Ребенок хочет видеть. Так начинается всегда, началось так и на этот раз. Ребенок хотел видеть.
Он умел ходить и мог дотянуться до дверной ручки. Сделал он это без какой-либо определенной цели, инстинктивный туризм малыша и ничего кроме. Дверь была для того, чтобы толкать; он вошел, остановился, посмотрел. Там не было никого, чтобы глядеть, он повернулся и ушел, тщательно закрыв за собой дверь.
То, что он увидел там, стало его первым воспоминанием. Маленький мальчик, комната, кровать, задернутые занавески, просачивающийся дневной свет. К тому моменту, когда он описал это для других, прошло шестьдесят лет. Сколько внутренних пересказов обкатывали и сочетали простые слова, которые он наконец употребил? Без сомнения, оно выглядело все таким же ясным, как в тот день. Дверь, комната, свет, кровать и то, что лежало на кровати: «Белое и восковое нечто».

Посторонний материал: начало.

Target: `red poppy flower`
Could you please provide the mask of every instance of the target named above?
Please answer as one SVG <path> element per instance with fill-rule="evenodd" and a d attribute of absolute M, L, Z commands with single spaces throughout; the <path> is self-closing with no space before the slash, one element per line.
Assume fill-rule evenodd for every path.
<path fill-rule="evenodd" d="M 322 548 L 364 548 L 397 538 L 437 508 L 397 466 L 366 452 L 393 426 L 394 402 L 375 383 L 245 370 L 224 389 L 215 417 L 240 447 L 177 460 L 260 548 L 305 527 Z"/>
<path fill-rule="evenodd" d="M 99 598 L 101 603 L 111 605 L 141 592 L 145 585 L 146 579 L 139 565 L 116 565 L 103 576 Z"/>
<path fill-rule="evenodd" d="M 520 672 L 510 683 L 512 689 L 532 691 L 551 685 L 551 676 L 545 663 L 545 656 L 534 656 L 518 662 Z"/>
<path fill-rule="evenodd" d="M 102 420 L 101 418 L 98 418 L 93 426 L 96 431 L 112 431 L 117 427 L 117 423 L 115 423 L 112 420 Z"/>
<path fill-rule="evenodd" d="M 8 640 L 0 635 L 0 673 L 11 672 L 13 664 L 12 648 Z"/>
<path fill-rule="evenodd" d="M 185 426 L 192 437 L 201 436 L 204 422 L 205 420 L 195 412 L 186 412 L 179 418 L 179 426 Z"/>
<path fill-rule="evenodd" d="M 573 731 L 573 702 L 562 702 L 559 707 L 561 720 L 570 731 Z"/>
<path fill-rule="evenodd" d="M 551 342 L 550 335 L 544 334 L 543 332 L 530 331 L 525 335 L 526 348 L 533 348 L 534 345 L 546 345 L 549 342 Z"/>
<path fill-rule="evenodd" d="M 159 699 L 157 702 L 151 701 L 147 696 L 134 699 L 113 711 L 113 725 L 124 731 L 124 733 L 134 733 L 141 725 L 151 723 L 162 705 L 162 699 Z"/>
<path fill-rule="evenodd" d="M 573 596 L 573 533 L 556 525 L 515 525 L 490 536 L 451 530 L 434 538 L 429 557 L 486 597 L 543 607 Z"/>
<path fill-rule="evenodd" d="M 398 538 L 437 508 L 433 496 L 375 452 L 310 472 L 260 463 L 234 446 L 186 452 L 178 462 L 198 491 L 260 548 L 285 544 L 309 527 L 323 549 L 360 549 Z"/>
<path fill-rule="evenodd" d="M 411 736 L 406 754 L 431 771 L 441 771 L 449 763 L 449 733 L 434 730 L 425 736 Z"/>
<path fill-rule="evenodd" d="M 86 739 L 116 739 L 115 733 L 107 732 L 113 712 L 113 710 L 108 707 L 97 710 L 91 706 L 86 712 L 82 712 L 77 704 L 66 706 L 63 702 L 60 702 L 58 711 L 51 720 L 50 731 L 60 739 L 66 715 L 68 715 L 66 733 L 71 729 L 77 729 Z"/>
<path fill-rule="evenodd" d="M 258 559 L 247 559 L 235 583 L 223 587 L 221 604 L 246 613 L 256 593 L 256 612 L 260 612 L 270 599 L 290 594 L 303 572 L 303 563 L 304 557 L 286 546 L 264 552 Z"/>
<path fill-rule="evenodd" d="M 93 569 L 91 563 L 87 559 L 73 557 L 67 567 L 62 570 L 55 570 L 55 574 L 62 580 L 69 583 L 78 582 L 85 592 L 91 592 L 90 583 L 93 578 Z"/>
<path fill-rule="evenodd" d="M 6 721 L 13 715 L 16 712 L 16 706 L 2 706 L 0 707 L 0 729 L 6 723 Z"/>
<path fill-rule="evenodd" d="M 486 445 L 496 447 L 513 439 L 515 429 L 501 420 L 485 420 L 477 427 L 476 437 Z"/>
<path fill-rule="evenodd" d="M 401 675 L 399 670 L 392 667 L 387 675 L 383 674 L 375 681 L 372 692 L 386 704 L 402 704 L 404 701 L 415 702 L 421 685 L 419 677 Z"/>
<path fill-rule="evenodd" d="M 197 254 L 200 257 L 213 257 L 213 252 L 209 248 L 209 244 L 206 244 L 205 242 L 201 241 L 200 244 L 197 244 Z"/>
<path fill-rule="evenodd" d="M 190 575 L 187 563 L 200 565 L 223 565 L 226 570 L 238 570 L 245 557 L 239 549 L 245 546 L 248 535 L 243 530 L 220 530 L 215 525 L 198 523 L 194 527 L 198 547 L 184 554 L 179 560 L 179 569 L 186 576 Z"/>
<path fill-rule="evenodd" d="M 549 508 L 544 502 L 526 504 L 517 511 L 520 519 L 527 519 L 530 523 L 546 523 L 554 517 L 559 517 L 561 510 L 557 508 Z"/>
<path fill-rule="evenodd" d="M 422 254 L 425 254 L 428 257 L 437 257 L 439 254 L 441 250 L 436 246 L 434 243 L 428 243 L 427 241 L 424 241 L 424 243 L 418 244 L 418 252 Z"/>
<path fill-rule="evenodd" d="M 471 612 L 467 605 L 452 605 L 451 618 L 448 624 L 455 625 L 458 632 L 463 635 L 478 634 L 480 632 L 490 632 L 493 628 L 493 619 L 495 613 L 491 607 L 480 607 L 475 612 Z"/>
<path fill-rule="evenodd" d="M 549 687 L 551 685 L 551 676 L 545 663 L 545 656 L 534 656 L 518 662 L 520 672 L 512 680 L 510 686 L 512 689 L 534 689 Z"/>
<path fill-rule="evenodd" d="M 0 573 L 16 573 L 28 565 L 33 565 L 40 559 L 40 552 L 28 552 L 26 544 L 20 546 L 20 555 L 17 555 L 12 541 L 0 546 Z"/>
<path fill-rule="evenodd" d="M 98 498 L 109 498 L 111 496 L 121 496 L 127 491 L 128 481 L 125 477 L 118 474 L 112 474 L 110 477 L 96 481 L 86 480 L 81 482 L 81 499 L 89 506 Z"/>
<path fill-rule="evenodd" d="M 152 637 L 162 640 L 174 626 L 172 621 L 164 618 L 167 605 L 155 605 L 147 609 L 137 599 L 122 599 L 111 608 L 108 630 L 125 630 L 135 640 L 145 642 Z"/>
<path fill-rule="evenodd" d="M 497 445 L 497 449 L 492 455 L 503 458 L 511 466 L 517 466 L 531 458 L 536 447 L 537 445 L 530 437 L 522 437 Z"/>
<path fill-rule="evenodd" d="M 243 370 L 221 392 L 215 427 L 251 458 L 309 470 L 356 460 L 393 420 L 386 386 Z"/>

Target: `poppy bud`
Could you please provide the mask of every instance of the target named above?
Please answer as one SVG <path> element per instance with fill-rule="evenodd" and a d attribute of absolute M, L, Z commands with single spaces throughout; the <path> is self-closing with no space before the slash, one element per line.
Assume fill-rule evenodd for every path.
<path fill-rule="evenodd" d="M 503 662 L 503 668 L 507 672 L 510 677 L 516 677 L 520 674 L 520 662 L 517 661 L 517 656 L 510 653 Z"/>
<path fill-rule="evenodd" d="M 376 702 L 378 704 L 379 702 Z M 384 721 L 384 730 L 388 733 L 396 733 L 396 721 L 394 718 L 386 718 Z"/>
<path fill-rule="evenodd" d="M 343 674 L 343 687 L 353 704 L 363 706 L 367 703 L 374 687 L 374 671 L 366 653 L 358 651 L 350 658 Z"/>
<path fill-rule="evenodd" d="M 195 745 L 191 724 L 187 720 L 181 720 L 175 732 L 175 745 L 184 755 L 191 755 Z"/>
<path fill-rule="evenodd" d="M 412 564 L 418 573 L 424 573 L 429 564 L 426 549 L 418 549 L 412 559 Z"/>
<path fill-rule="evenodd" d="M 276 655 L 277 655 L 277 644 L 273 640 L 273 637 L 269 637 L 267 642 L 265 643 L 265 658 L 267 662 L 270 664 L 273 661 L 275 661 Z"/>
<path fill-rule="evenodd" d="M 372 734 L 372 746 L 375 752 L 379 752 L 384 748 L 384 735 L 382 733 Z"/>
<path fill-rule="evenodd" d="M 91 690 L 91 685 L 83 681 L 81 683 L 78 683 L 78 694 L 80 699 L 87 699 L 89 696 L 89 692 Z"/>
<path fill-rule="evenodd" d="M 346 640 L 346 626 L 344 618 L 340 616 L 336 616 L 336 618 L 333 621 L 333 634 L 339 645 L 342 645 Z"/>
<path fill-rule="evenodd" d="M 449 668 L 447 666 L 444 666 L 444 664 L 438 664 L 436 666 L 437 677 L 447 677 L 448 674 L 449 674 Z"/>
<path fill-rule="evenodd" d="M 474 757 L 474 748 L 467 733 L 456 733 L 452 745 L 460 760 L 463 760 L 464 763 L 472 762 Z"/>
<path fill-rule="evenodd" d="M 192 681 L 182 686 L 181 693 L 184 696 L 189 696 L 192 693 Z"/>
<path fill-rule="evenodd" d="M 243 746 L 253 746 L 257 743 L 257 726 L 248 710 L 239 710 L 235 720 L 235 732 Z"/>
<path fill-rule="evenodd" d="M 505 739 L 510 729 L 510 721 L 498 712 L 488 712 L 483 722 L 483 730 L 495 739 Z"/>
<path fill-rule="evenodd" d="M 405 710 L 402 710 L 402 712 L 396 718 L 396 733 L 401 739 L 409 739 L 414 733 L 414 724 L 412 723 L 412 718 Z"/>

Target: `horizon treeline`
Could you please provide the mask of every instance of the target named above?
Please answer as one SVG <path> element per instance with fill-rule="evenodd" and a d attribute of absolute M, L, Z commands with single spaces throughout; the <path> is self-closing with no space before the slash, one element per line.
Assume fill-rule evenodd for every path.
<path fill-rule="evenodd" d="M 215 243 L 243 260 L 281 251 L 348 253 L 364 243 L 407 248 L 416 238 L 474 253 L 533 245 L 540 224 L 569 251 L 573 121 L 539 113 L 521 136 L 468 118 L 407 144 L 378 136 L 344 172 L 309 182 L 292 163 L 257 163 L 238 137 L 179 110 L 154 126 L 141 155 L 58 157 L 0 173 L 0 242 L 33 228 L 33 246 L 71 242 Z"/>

Маленький мальчик и труп: в Эдинбурге его времени такие встречи вряд ли были редкостью. Высокая смертность и стесненные жилищные условия способствовали раннему узнаванию. Дом был католическим, а тело — бабушки Артура, некоей Катерины Пэк. Быть может, дверь нарочно не заперли. Не было ли тут желания приобщить ребенка к ужасу смерти? Или — не столь пессимистично — показать ему, что смерти бояться не надо. Душа бабушки просто улетела на небеса, оставив позади себя только сброшенную оболочку, свое тело. Мальчик хочет видеть? Так пусть мальчик увидит.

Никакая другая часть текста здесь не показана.